Em resposta, a OpenAI anunciou que lançaria controles parentais no ChatGPT e desenvolveria sistemas para estimar melhor a idade dos usuários. O recurso direcionará menores de idade para uma experiência adequada à sua faixa etária, de acordo com a empresa.
Quais são os riscos da IA?
Especialistas alertam que a exposição precoce à IA pode afetar negativamente o desenvolvimento cognitivo de crianças e adolescentes, especialmente em uma geração que cresce imersa nessa tecnologia.
Um estudo preliminar de 2025 realizado pelo MIT Media Lab (laboratório interdisciplinar do Instituto de Tecnologia de Massachusetts) ajuda a entender o problema.
O trabalho avaliou como o uso da IA para escrever artigos influenciou a atividade cerebral de 54 participantes, entre 18 e 39 anos. Eles foram divididos em três grupos: um com chatbot de IA, outro com motor de busca tradicional, e um terceiro sem suporte externo.
Os resultados, ainda em revisão por pares, indicam que a conectividade neural diminui conforme aumenta o uso de suporte externo.
O grupo que dependia apenas do próprio conhecimento teve redes neuronais mais fortes e complexas. O grupo com motor de busca teve desempenho intermediário, e o grupo assistido por IA, o mais fraco.
A pesquisa sugere que a dependência de inteligência artificial pode reduzir o sentimento de autoria sobre os próprios trabalhos e fomentar uma “dívida cognitiva” – tendência de evitar esforço mental, que pode, a longo prazo, prejudicar a criatividade e tornar as pessoas mais vulneráveis à manipulação.
Em entrevista à CNBC, Nataliya Kosmyna, pesquisadora do MIT, explicou: “a conveniência de ter essa ferramenta hoje terá um custo depois, e provavelmente ele será acumulado”.

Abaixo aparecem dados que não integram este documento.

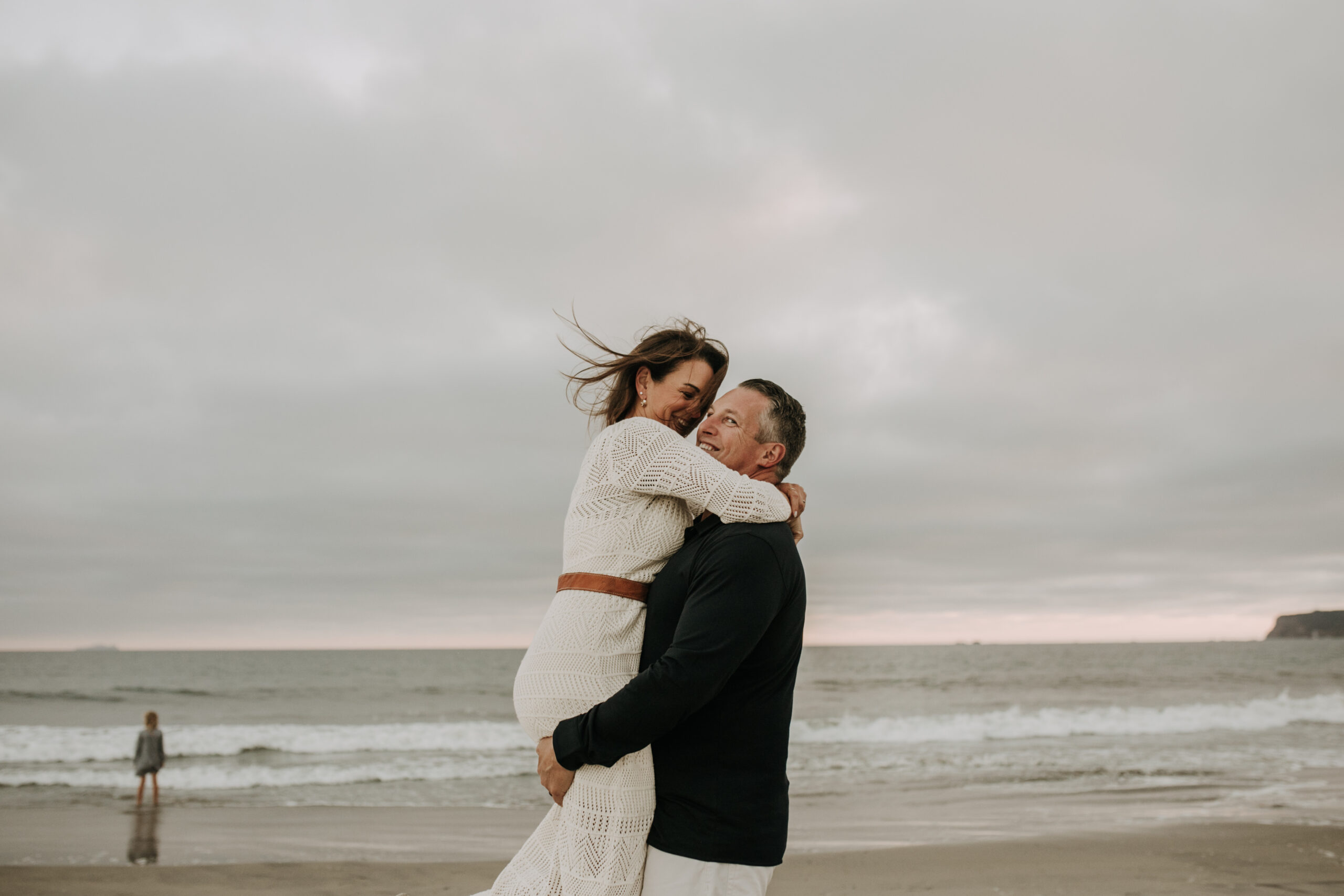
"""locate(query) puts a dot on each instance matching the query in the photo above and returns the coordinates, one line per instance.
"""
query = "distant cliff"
(1323, 624)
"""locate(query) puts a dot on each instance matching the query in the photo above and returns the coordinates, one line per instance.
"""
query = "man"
(722, 640)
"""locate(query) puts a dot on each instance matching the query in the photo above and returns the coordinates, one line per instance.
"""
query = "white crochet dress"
(640, 487)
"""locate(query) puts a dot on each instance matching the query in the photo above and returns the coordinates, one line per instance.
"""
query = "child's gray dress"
(150, 753)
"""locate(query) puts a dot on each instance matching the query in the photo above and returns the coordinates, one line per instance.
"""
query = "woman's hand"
(555, 777)
(797, 499)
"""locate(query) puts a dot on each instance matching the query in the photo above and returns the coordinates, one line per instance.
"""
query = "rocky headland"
(1323, 624)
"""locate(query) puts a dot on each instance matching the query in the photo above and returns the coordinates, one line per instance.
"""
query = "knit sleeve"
(649, 458)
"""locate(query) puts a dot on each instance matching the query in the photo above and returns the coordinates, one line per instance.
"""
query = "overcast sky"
(1061, 287)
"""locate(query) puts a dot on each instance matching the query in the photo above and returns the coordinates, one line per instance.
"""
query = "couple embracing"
(674, 638)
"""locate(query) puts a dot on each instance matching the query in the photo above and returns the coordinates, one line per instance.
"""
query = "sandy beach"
(1180, 859)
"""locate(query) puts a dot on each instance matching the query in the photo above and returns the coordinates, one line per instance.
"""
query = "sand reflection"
(144, 837)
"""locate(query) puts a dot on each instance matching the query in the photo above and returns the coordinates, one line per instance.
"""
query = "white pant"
(668, 875)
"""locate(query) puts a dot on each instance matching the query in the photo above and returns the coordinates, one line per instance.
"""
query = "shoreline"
(1189, 858)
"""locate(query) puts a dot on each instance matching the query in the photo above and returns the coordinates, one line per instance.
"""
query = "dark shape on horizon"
(1323, 624)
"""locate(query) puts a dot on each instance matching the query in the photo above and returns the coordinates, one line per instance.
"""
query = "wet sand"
(1226, 859)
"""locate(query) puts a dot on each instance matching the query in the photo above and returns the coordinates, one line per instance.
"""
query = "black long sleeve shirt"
(714, 696)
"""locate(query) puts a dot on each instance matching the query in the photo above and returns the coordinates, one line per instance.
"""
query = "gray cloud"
(1058, 284)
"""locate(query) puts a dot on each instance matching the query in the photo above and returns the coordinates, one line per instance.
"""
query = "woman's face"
(678, 400)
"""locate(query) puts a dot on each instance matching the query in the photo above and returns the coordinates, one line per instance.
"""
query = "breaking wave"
(1014, 724)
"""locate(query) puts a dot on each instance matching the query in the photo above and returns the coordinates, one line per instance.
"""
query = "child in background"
(150, 755)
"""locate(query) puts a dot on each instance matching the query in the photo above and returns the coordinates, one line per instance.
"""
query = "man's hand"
(555, 777)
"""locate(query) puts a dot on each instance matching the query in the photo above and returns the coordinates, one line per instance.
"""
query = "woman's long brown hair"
(611, 374)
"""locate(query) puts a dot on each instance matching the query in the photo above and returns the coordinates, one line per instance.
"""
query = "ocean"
(889, 745)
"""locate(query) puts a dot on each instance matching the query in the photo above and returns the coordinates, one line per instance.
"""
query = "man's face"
(730, 428)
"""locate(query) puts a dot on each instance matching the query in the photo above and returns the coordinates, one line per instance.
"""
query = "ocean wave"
(62, 745)
(61, 695)
(232, 775)
(1012, 724)
(73, 745)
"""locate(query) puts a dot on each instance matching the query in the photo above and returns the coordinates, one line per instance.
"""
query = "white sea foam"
(234, 775)
(217, 757)
(51, 743)
(1012, 724)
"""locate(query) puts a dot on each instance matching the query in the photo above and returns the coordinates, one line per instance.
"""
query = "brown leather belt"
(612, 585)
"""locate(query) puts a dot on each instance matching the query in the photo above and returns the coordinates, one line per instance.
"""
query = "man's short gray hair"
(783, 422)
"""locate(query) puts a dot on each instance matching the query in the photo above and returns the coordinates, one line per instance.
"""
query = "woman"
(639, 488)
(150, 755)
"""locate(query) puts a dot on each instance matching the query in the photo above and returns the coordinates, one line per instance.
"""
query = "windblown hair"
(784, 424)
(605, 387)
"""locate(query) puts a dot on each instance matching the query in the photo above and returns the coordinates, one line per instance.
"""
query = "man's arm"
(736, 593)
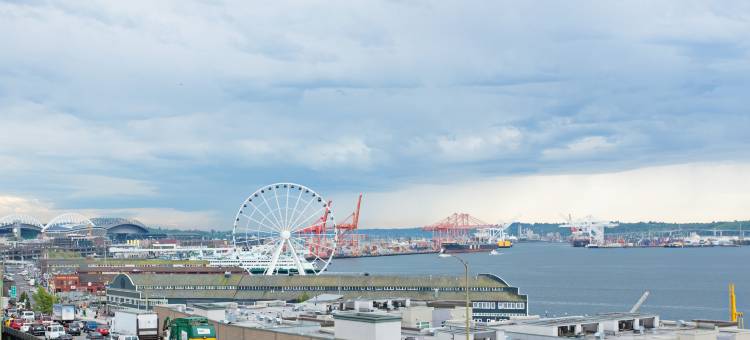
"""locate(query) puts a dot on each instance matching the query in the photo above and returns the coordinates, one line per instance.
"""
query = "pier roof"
(283, 287)
(436, 281)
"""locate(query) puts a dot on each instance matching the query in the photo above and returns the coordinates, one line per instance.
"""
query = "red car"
(16, 324)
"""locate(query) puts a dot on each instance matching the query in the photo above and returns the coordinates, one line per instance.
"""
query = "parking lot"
(21, 274)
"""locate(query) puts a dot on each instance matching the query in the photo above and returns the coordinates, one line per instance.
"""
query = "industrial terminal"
(271, 278)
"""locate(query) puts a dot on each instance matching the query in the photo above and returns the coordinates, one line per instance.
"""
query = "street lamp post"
(466, 277)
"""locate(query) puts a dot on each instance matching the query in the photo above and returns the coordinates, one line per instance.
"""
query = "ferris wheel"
(285, 228)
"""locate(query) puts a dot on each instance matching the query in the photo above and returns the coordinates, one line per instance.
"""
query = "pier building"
(491, 297)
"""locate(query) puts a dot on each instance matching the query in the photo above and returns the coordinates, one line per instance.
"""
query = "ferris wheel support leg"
(275, 258)
(300, 269)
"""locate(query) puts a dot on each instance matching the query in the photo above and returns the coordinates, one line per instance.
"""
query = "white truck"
(63, 313)
(129, 322)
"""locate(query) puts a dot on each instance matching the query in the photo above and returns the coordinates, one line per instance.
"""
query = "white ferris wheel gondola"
(284, 228)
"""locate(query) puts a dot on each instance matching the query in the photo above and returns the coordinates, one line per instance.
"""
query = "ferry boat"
(474, 247)
(256, 263)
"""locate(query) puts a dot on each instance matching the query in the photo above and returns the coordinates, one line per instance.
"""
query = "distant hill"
(538, 228)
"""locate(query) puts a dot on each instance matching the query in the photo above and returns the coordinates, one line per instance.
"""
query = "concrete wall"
(353, 330)
(232, 332)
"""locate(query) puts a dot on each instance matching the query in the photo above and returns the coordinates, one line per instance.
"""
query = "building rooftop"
(367, 317)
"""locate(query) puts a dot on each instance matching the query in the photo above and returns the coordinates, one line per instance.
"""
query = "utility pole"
(468, 301)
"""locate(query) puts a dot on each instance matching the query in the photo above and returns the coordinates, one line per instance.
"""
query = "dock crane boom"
(734, 315)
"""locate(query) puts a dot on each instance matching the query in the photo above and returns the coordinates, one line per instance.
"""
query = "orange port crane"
(347, 229)
(734, 315)
(454, 228)
(316, 239)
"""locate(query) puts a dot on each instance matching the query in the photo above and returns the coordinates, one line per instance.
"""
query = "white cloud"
(700, 192)
(92, 186)
(479, 145)
(153, 99)
(165, 217)
(589, 146)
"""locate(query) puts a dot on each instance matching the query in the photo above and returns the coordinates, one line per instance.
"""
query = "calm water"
(559, 279)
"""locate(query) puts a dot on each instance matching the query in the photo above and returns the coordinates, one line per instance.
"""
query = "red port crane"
(348, 238)
(454, 228)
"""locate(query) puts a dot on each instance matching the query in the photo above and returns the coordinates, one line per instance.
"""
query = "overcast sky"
(174, 112)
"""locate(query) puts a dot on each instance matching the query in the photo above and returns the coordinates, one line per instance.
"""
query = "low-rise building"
(367, 326)
(143, 290)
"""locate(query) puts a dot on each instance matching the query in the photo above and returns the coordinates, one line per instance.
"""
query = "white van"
(28, 315)
(54, 331)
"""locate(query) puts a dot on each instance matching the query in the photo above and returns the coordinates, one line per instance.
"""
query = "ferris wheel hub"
(286, 234)
(289, 228)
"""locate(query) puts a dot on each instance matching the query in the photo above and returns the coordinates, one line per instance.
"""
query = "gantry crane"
(734, 315)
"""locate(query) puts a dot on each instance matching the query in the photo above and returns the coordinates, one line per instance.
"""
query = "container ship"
(474, 247)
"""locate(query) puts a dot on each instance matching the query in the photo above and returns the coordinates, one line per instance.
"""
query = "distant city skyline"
(173, 112)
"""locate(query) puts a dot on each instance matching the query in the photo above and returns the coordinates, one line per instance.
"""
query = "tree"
(303, 297)
(43, 300)
(24, 299)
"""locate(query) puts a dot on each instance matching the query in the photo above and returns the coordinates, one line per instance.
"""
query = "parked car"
(54, 331)
(16, 324)
(28, 315)
(90, 326)
(103, 331)
(74, 328)
(37, 329)
(94, 336)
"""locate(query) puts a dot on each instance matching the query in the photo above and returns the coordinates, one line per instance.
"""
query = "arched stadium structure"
(22, 226)
(28, 227)
(121, 228)
(71, 223)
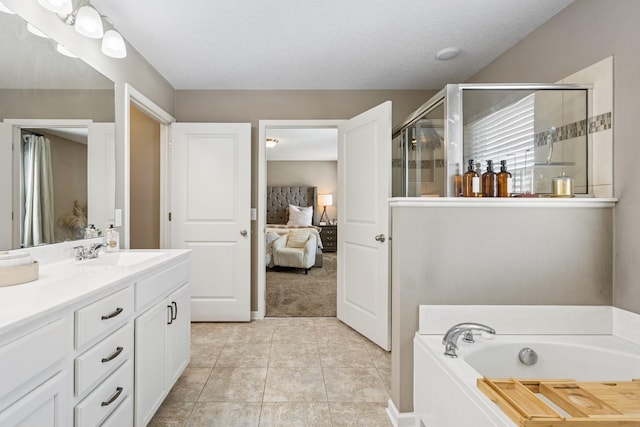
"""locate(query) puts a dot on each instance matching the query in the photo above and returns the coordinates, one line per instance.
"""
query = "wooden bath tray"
(597, 404)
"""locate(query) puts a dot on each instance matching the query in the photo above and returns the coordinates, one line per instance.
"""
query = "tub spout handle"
(450, 339)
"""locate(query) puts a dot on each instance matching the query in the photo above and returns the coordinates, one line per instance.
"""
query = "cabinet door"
(178, 334)
(42, 407)
(150, 362)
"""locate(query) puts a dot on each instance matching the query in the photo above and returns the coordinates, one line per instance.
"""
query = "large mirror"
(57, 141)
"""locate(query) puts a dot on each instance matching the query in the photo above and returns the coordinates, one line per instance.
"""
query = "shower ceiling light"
(89, 23)
(63, 50)
(447, 53)
(61, 7)
(113, 44)
(5, 9)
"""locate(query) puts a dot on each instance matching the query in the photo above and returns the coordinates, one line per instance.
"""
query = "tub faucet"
(451, 337)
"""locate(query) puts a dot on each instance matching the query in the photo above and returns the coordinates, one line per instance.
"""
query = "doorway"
(302, 170)
(270, 129)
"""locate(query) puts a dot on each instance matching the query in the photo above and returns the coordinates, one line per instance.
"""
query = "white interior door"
(364, 174)
(210, 209)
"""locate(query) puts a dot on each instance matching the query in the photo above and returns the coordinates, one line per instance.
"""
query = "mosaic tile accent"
(597, 123)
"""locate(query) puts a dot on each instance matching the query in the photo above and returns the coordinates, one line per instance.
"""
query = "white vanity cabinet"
(103, 366)
(33, 379)
(162, 333)
(94, 344)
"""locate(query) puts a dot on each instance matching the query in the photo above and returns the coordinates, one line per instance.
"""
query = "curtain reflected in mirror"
(37, 193)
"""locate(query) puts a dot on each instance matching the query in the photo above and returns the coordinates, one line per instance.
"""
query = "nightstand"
(329, 237)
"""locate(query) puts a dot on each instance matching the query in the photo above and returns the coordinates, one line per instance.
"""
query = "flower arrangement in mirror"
(74, 223)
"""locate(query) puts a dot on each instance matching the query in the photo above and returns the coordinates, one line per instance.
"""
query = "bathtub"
(445, 391)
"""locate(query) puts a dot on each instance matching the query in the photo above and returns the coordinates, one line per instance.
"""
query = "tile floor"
(280, 372)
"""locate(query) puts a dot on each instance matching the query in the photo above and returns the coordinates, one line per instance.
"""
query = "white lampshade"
(113, 44)
(36, 32)
(325, 199)
(61, 7)
(89, 23)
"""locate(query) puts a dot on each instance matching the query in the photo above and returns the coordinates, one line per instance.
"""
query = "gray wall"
(492, 256)
(582, 34)
(251, 106)
(321, 174)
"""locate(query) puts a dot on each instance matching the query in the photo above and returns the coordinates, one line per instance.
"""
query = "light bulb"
(89, 23)
(113, 45)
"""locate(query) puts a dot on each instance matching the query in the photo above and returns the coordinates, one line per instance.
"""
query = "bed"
(278, 224)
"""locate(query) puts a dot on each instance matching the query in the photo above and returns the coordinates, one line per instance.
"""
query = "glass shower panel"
(423, 149)
(540, 133)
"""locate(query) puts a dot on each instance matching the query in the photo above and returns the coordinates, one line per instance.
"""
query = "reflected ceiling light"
(63, 50)
(447, 53)
(5, 9)
(36, 32)
(89, 23)
(113, 44)
(61, 7)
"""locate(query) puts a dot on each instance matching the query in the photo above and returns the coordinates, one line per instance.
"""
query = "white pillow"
(299, 215)
(298, 238)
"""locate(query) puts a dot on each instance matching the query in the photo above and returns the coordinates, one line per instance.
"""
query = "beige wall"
(145, 181)
(321, 174)
(582, 34)
(492, 256)
(252, 106)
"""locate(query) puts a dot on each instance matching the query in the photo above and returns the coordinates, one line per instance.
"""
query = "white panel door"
(364, 173)
(210, 205)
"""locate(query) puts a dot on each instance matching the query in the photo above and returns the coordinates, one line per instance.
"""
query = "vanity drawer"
(102, 401)
(159, 285)
(103, 315)
(122, 416)
(30, 355)
(103, 358)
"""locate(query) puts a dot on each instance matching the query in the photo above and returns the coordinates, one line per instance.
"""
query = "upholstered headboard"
(279, 198)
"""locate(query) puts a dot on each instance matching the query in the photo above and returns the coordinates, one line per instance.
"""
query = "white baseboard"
(405, 419)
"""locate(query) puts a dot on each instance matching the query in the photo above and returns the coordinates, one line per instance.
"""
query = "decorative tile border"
(597, 123)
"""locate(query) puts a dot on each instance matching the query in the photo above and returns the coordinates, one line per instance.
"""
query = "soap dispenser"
(112, 239)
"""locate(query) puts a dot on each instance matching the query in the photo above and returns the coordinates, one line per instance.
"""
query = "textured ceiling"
(322, 44)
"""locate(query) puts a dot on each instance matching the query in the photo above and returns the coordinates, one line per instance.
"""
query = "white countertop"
(65, 282)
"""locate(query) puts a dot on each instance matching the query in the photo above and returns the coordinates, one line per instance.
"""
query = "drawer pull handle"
(113, 355)
(113, 398)
(112, 315)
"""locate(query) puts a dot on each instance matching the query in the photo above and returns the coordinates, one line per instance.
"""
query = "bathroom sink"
(121, 259)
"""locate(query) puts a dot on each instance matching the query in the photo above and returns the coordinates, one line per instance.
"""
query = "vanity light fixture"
(271, 142)
(447, 53)
(61, 7)
(89, 23)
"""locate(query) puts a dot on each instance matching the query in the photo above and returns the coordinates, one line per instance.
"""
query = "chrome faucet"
(450, 339)
(91, 252)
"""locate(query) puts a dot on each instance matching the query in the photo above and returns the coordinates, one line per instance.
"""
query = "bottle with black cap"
(489, 181)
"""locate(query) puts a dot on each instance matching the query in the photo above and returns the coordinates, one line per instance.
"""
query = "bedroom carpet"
(291, 293)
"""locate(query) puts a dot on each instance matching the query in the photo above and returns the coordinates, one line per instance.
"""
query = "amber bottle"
(489, 181)
(470, 182)
(504, 180)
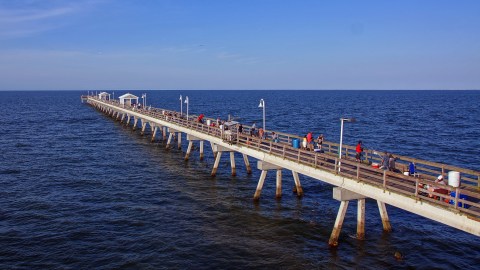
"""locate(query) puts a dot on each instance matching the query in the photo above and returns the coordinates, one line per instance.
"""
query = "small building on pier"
(128, 99)
(104, 96)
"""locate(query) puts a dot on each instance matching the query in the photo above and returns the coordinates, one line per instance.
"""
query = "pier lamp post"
(351, 120)
(181, 105)
(144, 100)
(186, 101)
(262, 105)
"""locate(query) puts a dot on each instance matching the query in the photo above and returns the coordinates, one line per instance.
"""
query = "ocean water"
(81, 191)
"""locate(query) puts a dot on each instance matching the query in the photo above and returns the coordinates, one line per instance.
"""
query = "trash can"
(453, 178)
(296, 143)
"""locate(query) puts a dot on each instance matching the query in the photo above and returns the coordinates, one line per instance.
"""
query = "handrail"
(465, 195)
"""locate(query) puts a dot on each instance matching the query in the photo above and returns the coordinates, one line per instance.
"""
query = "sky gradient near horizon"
(243, 44)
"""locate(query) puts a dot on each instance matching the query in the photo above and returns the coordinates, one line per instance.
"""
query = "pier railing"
(421, 186)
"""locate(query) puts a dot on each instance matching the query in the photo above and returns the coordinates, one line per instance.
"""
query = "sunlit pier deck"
(458, 208)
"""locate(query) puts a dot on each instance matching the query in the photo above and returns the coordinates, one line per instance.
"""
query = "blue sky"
(243, 44)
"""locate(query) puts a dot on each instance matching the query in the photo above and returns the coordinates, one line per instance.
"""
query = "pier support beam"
(258, 191)
(247, 164)
(135, 122)
(189, 149)
(265, 167)
(337, 228)
(191, 139)
(232, 163)
(298, 186)
(215, 165)
(169, 140)
(155, 129)
(278, 193)
(361, 219)
(384, 216)
(144, 125)
(344, 196)
(219, 150)
(214, 149)
(201, 150)
(179, 140)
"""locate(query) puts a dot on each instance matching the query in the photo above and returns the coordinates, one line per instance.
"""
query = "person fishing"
(359, 150)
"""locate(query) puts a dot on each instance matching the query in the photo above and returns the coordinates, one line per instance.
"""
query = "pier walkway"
(457, 207)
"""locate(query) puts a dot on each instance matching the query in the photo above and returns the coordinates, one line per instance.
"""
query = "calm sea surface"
(81, 191)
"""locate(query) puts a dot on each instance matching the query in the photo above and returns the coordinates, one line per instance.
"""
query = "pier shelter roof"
(104, 96)
(128, 99)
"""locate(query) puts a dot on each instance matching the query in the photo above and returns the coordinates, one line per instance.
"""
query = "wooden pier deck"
(354, 180)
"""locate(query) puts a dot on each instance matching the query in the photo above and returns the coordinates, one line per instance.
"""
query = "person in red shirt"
(359, 151)
(310, 140)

Riscos para crianças e adolescentes
A exposição precoce ao uso de chatbots pode afetar o desenvolvimento e a cognição das crianças, segundo especialistas.
Para minimizar esses riscos, concordam os pesquisadores, é fundamental que os mais jovens desenvolvam habilidades e conhecimentos próprios antes de dependerem da IA. Isso ajuda a identificar erros e “alucinações” da tecnologia – quando informações falsas são apresentadas como verdade. A estratégia também tende a fortalecer o pensamento crítico.
Pilyoung Kim, professora da Universidade de Denver e especialista em psicologia infantil, alerta: “para as crianças mais novas, eu acredito que é muito importante limitar o uso da IA generativa, porque elas precisam de ainda mais oportunidades para pensar criticamente e de forma independente”.
Nataliya Kosmyna que muitas vezes as crianças não percebem os riscos à privacidade, daí a necessidade de um uso seguro e consciente da IA, o que inclui educação em computação.
Kim acrescenta que as crianças são mais suscetíveis a antropomorfização – atribuição de características ou comportamentos humanos ao que não é humano. Trata-se de algo que pode ser problemático diante da semelhança ao comportamento humano experimentada nesse tipo de chatbot.
Como proteger as crianças da inteligência artificial
Especialistas questionam os impactos do uso prolongado da IA em uma geração que já nasce em contato com essas tecnologias.
Kosmyna reforça que ainda é cedo para entender as consequências, já que as primeiras crianças da era ChatGPT têm apenas 3 anos: “mas é algo muito importante de se ter em mente, precisamos entender o que acontece com os cérebros de quem usa essas ferramentas desde muito cedo”.
Pilyoung Kim aconselha os pais a manterem diálogo aberto e a monitorar o uso de ferramentas de IA, incluindo o conteúdo que as crianças digitam nos chatbots.